Behind them, Melenea’s stronghold started its final collapse within itself. Melting yet not melting, it looked like a water-soaked drawing rather than an actual castle. That such power was now unchecked…
If it was a sign, neither of them wanted to know. They closed their eyes and were, a heartbeat later, at their destination.
XX
THE DISCONCERTING IMAGE of one land imposed upon another was possibly the most refreshing vision that Dru had experienced in some time. The shrouded realm was a victim of paradox; its presence was one of the few stable things that the sorcerer could still recall.
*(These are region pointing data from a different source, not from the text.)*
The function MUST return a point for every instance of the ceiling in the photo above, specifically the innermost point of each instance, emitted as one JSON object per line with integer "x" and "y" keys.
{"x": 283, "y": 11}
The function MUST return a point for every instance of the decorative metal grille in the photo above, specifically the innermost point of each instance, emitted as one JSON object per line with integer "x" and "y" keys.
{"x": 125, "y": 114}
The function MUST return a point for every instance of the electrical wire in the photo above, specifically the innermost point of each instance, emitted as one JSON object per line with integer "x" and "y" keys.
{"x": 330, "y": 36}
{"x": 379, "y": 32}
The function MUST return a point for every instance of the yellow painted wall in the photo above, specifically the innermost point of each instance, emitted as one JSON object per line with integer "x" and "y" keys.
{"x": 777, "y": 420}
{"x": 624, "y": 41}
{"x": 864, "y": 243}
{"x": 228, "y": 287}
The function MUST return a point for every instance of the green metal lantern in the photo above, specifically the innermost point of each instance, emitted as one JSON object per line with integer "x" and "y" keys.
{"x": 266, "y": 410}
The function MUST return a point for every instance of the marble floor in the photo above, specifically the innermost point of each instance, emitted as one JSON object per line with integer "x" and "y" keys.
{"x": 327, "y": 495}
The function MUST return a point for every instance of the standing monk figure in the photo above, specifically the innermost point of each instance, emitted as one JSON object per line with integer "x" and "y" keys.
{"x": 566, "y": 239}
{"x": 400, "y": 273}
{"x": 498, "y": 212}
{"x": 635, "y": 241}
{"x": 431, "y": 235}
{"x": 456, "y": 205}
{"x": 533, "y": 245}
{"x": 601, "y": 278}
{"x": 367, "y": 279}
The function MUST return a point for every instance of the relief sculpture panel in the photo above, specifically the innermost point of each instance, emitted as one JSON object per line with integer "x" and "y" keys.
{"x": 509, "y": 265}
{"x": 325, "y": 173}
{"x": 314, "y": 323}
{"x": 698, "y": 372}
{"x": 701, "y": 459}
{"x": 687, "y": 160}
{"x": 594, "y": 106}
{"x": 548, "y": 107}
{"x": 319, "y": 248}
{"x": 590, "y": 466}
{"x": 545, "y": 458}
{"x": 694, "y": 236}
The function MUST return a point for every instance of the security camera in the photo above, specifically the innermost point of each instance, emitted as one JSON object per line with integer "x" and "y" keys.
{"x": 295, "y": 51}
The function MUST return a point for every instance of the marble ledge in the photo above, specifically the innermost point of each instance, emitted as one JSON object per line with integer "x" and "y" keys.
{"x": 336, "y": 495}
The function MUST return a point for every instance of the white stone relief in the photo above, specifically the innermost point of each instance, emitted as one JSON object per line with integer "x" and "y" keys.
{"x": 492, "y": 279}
Where everything else was suffering chaotic change in one manner or another, the region where he had made his accidental pilgrimage to the Void and beyond was nearly the same as it had been at that time.
“This is… beautiful.” Xiri brushed a hand through several blades of ghostly grass. “Like seeing the spirit of the forest and the field.”
“But not enough.” The realm beyond the veil was too vague an image, too much like so many others he had investigated early on. Even from where he stood, he could see that the rift area was only a vague shadow of its once-mighty self. He could not say whether the spectral land would fade to nothing or strengthen until it was more real than the piece of Nimth it was displacing. Whichever, it was evident that for at least the time being, they would find no accessible path to the founders’ world. Perhaps later, but not now.
Dru imagined several thousand vengeful faces and shuddered at what sort of reward Vraad imagination would create for him if his promises proved as transparent as the woods in the distance.
“I do not see him.”
He did not have to ask who it was she meant. Rendel would have known after a few moments that there was no escape using this place. Dru had not expected to find him here, though he had scanned the region with care, just in case. The Tezerenee was none of his concern, however. Rendel had chosen to go his own way.
The sorcerer shifted, anxious to be gone from here. He had fulfilled his duties to the other Vraad; it now was necessary, not just for his own sake but theirs as well, that he return to his domicile. That his concern presently centered more on Sharissa than the fate of his race did not disturb him.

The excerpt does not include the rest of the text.